Chapter 25

Chapter Twenty-Five

WENDY

LIGHTbrEAK

I t took me an hour to wash most of the sea monster’s gunk from my hair, and even now it was still stained green. That’s what you got for throwing two grenades into a huge octopus’s stomach while you were still inside the damn thing.

Not my finest hour. I could still smell the rotten fish scent of its stomach. My arms were covered in a red, painful rash from its stomach acid, and my face stung in multiple places. I had to be as red as a chilli. 1 At least I still had hair. That was the only positive I’d found.

To catalogue my current negatives:

I washed up on a pebbled beach that bruised every last bit of my body.

The ocean stole most of my knives.?

I had no grenades left.

Instead of being discovered by a gallant stranger or a pretty princess who’d vowed that we were best friends from that day forward, a veritable giant with a mean scowl and evil eyes grabbed me.

Said evil-eyed giant carried me, kicking and screaming, to the town that sprawled across the pebbled beach and sold me to ‘The Collector’ for twenty gold coins.

I wasn’t even worth a hundred gold coins. Not even fifty. A measly twenty. I was so damn offended.

No amount of threats, manic laughter, fighting, or spitting had stopped me being sold to this so-called collector.

Everyone seemed to be terrified of the guy, which didn’t bode well. The hulking meathead who threw me into a cage on the back of a cart to deliver me to The Collector seemed like he’d piss himself the closer we got to the imposing stone fortress on the hill. It was made of flat slabs of grey stone, harsh angles, and it didn’t even have a tower. No rope bridge or drawbridge or any sort of bridge to speak of. Boring.

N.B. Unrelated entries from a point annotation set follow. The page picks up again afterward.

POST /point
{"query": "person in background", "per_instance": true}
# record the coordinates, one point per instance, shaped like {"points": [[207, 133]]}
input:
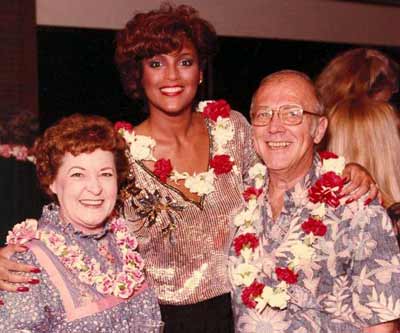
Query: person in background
{"points": [[365, 131], [91, 275], [190, 161], [306, 259], [20, 195], [358, 72]]}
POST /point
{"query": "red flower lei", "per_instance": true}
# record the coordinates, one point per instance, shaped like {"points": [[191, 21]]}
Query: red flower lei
{"points": [[326, 190]]}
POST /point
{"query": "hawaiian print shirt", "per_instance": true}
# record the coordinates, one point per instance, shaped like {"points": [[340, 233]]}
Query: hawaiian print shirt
{"points": [[352, 282]]}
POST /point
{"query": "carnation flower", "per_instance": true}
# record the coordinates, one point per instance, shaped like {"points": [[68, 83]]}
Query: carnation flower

Meathead drove his cart through a break in the solid wall topped with thorn-sharp wire and I was hauled, cage and all, into a dark hallway.

Which brought me here, languishing in a freezing stone cell where the amenities were shocking, the fireplace non-existent, and the window a square of empty space letting icy sea air blast into the room. The furniture consisted of a bed, a bucket, a clock I was convinced was set wrong, and a mirror missing several pieces. The cynic in me said they’d left the mirror as a means of killing myself. Some had clearly taken the assholes up on the offer.

“Pssst,” I whispered to the woman in the tiny room across from mine, visible through a small square of bars in the door. I was being a little free with my use of the word ‘room,’ but I just wasn’t feeling the word cell. It didn’t match my vibe.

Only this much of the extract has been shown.